We have now added the "virtual corpus"
functionality to all of the corpora from English-Corpora.org, which allows you to quickly and easily
create and use virtual corpora from any of the texts in these corpora. For
example, you could create a virtual corpus of texts from
Cosmopolitan or
Astronomy magazines (COCA), newspaper articles dealing with the New Deal from
1932-1938 (COHA), web pages from a particular website dealing with cricket in
the UK (GloWbE), speeches by Winston Churchill from 1939 to 1945 that
mention Germany (Hansard), or newspaper articles from September 2015 dealing with the
European refugee crisis (NOW). Click on VIRTUAL/TEXTS in any of the corpora for
much more detail and some great examples of these virtual corpora.

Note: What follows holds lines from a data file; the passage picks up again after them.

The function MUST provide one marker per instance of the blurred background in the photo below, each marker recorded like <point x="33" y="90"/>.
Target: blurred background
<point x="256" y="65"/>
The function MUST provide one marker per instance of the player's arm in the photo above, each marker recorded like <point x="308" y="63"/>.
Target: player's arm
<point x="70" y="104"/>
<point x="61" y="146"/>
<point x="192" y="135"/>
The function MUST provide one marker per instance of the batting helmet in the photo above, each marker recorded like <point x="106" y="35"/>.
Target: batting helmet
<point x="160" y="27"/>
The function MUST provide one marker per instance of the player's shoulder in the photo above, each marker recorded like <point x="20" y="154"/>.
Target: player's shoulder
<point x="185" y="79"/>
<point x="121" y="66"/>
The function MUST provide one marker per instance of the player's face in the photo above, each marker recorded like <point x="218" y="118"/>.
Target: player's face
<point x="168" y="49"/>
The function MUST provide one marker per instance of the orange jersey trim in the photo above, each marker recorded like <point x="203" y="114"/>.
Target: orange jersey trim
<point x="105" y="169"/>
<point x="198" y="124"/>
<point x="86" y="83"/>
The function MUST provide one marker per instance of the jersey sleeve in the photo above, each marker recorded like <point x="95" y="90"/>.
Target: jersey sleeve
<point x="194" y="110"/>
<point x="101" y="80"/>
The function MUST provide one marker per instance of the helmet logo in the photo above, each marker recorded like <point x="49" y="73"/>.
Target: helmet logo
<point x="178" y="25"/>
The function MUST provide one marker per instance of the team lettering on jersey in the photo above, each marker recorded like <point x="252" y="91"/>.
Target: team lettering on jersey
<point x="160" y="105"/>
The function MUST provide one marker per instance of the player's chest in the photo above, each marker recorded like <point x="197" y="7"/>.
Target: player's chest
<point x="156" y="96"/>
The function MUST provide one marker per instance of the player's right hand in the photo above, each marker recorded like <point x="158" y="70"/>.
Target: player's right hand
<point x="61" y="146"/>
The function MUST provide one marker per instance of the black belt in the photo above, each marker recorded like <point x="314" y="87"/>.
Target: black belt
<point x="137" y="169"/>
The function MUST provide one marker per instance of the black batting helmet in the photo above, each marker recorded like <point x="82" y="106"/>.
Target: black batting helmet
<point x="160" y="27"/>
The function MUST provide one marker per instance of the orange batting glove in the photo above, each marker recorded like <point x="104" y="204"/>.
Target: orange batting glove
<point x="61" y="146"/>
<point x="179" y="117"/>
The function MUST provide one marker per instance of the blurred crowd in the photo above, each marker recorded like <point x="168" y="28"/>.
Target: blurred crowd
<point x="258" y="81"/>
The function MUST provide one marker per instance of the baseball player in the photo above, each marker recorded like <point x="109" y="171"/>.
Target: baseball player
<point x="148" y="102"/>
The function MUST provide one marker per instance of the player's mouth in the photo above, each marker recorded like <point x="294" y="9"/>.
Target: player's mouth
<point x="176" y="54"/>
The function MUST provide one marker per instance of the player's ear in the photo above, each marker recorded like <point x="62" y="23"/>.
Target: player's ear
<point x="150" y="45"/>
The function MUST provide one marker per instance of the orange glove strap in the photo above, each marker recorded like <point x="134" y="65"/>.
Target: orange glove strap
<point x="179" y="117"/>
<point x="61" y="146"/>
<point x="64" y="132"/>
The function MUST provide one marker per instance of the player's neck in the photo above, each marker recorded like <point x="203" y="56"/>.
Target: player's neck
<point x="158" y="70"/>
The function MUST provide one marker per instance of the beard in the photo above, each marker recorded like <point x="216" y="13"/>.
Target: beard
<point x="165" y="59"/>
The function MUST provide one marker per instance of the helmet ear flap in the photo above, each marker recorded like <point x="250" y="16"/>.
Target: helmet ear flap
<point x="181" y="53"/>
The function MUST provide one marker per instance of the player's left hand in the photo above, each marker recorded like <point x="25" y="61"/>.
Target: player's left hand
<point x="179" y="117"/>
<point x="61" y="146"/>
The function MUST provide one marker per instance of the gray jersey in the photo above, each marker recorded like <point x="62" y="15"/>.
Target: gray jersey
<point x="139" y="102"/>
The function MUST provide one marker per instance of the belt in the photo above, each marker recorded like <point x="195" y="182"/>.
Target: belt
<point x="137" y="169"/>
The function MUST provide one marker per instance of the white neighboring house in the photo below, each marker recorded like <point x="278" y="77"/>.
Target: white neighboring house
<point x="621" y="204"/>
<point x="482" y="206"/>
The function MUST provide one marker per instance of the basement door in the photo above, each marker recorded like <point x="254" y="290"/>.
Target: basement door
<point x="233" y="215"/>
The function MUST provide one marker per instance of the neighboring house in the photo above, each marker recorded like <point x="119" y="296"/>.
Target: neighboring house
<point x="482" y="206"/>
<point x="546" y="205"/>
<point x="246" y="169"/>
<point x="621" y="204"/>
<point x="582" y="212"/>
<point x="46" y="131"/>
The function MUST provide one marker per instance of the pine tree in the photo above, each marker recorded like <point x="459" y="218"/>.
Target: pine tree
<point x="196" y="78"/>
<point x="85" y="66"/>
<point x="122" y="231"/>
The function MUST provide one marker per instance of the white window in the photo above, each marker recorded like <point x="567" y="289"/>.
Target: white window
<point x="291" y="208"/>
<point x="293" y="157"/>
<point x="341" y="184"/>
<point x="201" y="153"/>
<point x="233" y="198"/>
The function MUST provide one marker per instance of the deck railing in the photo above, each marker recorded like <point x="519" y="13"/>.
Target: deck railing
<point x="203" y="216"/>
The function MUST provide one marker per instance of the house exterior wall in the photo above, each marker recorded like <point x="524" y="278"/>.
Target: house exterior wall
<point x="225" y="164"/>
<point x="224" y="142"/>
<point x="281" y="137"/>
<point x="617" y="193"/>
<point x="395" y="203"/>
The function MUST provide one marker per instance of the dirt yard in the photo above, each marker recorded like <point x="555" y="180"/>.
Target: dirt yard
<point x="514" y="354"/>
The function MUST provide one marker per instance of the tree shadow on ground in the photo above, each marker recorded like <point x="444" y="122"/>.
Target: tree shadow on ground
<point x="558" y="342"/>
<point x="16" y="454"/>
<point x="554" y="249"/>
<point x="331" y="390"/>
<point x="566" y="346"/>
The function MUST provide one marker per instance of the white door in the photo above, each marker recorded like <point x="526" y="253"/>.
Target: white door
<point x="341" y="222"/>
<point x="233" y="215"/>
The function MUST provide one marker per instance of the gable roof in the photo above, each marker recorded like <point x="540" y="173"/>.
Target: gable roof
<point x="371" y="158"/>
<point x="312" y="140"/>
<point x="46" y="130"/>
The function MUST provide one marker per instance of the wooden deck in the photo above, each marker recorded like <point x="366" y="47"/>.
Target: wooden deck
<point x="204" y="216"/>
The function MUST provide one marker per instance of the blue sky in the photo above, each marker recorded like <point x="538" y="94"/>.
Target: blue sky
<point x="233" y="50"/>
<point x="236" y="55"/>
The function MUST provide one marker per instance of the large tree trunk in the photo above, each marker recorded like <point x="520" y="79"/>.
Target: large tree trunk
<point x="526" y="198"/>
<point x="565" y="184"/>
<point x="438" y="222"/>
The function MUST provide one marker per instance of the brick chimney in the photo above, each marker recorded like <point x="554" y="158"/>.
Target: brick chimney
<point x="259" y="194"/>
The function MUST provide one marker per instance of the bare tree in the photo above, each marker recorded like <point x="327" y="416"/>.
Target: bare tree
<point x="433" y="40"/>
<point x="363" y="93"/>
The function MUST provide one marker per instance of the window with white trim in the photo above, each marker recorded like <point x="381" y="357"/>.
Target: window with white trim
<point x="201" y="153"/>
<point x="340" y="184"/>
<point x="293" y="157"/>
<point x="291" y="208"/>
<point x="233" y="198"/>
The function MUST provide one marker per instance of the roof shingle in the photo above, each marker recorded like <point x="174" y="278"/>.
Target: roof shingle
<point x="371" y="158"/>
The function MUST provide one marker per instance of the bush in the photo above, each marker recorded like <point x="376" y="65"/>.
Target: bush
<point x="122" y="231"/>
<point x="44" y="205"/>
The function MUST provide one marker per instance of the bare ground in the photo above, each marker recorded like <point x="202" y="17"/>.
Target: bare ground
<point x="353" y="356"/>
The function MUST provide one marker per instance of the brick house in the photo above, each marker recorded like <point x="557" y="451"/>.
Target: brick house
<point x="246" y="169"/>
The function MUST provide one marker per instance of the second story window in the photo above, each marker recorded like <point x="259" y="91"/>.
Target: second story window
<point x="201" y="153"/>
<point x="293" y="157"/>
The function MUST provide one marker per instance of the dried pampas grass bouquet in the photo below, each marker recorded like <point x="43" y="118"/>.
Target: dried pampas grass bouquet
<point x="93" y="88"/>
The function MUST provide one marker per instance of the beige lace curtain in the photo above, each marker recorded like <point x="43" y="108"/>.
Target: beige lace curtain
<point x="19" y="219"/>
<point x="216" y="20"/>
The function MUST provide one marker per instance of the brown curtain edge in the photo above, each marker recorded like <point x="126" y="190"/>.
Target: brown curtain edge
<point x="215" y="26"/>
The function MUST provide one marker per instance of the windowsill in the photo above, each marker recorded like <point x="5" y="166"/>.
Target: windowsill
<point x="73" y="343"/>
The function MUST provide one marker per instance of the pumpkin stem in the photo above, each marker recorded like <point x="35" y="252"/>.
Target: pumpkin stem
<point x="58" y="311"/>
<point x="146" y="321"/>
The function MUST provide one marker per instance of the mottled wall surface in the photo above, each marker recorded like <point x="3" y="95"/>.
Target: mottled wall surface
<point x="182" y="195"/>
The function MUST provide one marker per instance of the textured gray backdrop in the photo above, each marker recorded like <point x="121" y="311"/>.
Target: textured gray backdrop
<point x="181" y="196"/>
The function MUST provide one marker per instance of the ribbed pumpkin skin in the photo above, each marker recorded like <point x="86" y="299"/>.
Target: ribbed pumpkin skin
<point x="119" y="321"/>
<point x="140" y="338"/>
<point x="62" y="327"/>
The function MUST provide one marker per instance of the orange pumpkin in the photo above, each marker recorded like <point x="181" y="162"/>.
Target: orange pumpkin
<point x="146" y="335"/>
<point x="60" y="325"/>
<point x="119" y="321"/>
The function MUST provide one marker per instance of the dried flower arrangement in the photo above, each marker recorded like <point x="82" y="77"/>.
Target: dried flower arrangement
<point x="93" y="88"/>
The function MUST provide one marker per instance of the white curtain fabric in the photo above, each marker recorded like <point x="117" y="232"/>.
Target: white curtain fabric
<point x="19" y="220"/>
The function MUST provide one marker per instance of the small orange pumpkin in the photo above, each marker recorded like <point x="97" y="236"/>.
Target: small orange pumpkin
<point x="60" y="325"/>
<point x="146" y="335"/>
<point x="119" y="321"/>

In May 2016 we also released the
following new corpora:
NOW corpus ("News
On the Web") This 3 billion word corpus is like a "GloWbE
monitor corpus" (allowing you to look at changes over time), and it will never be more than 24 hours out of date.
We have
created a
series of scripts that add about four million words of data (from the same twenty
countries as GloWbE) every night (so ~130 million words a month / 1.5
billion words a year). The scripts run automatically from 10 PM - 1 AM --
getting the URLs from Google News;
downloading the 7,000-8,000 web pages with
HTTrack; cleaning them up
with JusText
(to remove boilerplate material); tagging and lemmatizing with
CLAWS 7; and then
integrating them into our existing relational database
architecture.
So when people
search the NOW corpus, the data will
be current as of no more than 24 hours ago, which should be useful for
research that would benefit from up-to-date corpora (i.e. no more stale examples
from corpora that only contain texts from the 1980s or 1990s -- a full generation
ago).
The interface also
allows users to find keywords and key phrases for any date or range of dates, and
to quickly and easily find the "most recent 100" tokens of any word, phrase, or construction. Finally,
in Summer 2016 we will also make available by subscription the ~130 million words of
cleaned texts every month, similar in format to the other
full-text data.
Corpus of Web Genres.
Douglas Biber,
Jesse Egbert, and
Mark Davies received a grant
from the US National Science Foundation to create "A
Linguistic Taxonomy of English Web Registers", and this corpus is the
fruit of that research (see also articles
1, 2,
and our 2017 book on "web registers" from Cambridge University Press). The
corpus contains more than 50 million words of text from the web, and it is the first large web-based corpus that is so carefully categorized into so
many different registers. This is quite different
from other very large corpora that simply present huge amounts of data from web
pages as giant "blobs", with no real attempt to categorize them into linguistically distinct
registers.
We hope that these new features and corpora will be
of benefit to you in your teaching, learning, and research.
|